Figure 1 shows that three primer combinations, namely, Me1-Em1, Me3-Em9, and Me4-Em2, could be used to determine hybrid purity because they exhibit polymorphic bands between the male and female parents in hybrid combination 4 (1,979 × 106).
Hybrid identification
Only the primer combinations that amplified male parent-specific bands of each hybrid were considered to verify hybrid purity. Table 6 shows the following: (1) Primer combination Me1Em8 verifies that 2-01 is a true hybrid whereas 2-07 is not a true hybrid in hybrid combination 2 (1,979 × 109). (2) Primer combination Me4-Em2 can verify hybrid purity in hybrid combination four (1,979 × 106) because it exhibits two bands (950 and 1,450 bp) in the progenies, which are specific to the respective male parents in all cases. The 9 progenies of hybrid combination 4 (1,979 × 106) have 1 or 2 male-special bands except for 4-08. Thus, these progenies may be verified as true hybrids (4-01, 4-02, 4-03, 4-09, 4-11, 4-12, 4-13, 4-15, 4-16). Hybrid 4-08 is not a pure hybrid (Fig. 2). (3) Two progenies are pure hybrids (7-01, 7-18), whereas 4 progenies (7-03, 7-08, 7-17, 7-19) are not true hybrids in hybrid combination 7 (3,079 × 45). Hybrid purity may be verified by Me5Em10. (4) Four progenies in hybrid combination 7 (3,079 × 45) are pure hybrids (16-04, 16-06, 16-07, 16-08), as verified by Me1Em8. (5) Only 19-07 is a true hybrid in hybrid combination 19 (3,206 × 16). All other progenies are not true hybrids (19-06, 19-07, 19-08, 19-09, 19-10, 19-11, 19-12, 19-13, 19-14, 19-15,19-16), as verified by Me5Em10. (6) Twenty-eight progenies of hybrid combination 21 (3,265 × 16) are true hybrids (21-01, 21-02, 21-03, 21-04, 21-05, 21-14, 21-16, 21-19, 21-20, 21-22, 21-23, 21-28, 21-29, 21-31, 21-32, 21-37, 21-40, 21-41, 21-44, 21-46, 21-51, 21-52, 21-53, 21-54, 21-60, 21-69, 21-70, 21-71); these findings may be verified by Me9Em1. (7) Eighteen progenies in hybrid combination 22 (3,268 × 16) are true hybrids (22-01, 22-03, 22-04, 22-06, 22-07, 22-09, 22-10, 22-11, 22-12, 22-13, 22-14, 22-15, 22-16, 22-17, 22-18, 22-19, 22-20, 22-21), as verified by Me5Em10, Me10Em7, Me8Em1, and Me4Em2. (8) Five progenies in hybrid combination 28(3,321 × 109) are true hybrids (28-01, 28-03, 28-04, 28-05, 29-07), as verified by Me5Em10 and Me8Em9.
Discussion
Identification of hybrid authenticity is important in cross-breeding. The rapid and accurate identification of hybrid authenticity is an important basis of cross-breeding. However, not all types of markers are suitable and or feasible for identification and characterization of the hybrids. Traditionally, grow-out trails (GOTs) has been widely applied to hybrid identification in a variety of crops, which involve growing a representative sample of the seed followed by analysis of several morphological characteristics in different developmental stages. However, GOTs is time-consuming and costly, and requires extensive use of land. Furthermore, GOTs is easily affected by growing conditions which making the determination difficult [19]. Isozyme electrophoresis technologies also have been employed for hybrid identification, but the limitation of this method is their failure to detect polymorphisms in closely related lines. Thus, more sensitive methods are necessary to test and determine hybrid purity. This has shifted the focus to DNA-based molecular markers.

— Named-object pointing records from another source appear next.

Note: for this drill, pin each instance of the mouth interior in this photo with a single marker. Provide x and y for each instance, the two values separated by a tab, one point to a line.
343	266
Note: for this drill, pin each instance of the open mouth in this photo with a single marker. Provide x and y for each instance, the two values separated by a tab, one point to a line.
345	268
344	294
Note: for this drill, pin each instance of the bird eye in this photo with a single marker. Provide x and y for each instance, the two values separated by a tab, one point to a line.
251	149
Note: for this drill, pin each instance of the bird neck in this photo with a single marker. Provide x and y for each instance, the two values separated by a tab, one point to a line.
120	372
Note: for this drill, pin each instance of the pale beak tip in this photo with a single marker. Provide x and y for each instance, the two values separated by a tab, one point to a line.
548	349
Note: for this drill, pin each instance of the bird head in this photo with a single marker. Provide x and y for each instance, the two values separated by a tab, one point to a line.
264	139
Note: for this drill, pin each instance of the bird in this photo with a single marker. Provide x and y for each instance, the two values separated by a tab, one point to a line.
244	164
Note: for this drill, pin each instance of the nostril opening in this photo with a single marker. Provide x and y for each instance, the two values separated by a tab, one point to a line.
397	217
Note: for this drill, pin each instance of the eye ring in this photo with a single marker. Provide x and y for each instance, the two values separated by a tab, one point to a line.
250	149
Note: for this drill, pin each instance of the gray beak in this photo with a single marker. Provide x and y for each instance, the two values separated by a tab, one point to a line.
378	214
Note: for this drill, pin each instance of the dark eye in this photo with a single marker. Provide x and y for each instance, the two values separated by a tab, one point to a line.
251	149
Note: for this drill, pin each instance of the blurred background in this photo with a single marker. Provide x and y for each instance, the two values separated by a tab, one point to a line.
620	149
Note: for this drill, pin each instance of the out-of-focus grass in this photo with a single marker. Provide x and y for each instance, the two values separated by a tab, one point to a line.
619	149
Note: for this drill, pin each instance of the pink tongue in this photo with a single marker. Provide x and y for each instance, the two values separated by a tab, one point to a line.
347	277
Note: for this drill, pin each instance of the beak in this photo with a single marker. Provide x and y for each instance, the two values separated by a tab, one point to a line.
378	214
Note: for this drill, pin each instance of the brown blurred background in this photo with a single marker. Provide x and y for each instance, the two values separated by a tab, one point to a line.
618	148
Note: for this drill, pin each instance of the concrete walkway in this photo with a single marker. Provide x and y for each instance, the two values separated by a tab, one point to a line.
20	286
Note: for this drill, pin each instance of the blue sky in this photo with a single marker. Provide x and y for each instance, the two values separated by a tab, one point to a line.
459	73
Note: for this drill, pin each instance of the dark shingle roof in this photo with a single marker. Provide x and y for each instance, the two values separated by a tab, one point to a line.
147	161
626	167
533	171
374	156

With the advantages of time- and resource-saving, less labor-consumption and more precision, molecular markers are becoming vital tools for cultivar identification and seed quality control in many crops. Recently, several molecular markers, such as SSR [19–21], RAPD [10, 22, 23], ISSR [24, 25], and AFLP [26] have been extensively used for the identification of hybrids. However, studies that use SRAP for true hybrid identification have rarely been reported. The present study developed a method to identify S. guianensis hybrids. The authenticity of 84 progenies of 8 hybrid combinations of S. guianensis was identified by SRAP markers. Sixty-eight (80.95 %) progenies exhibited male parent-specific bands and were thus identified as true hybrids. These true hybrids could be used for map construction and cross-breeding in S. Guianensis.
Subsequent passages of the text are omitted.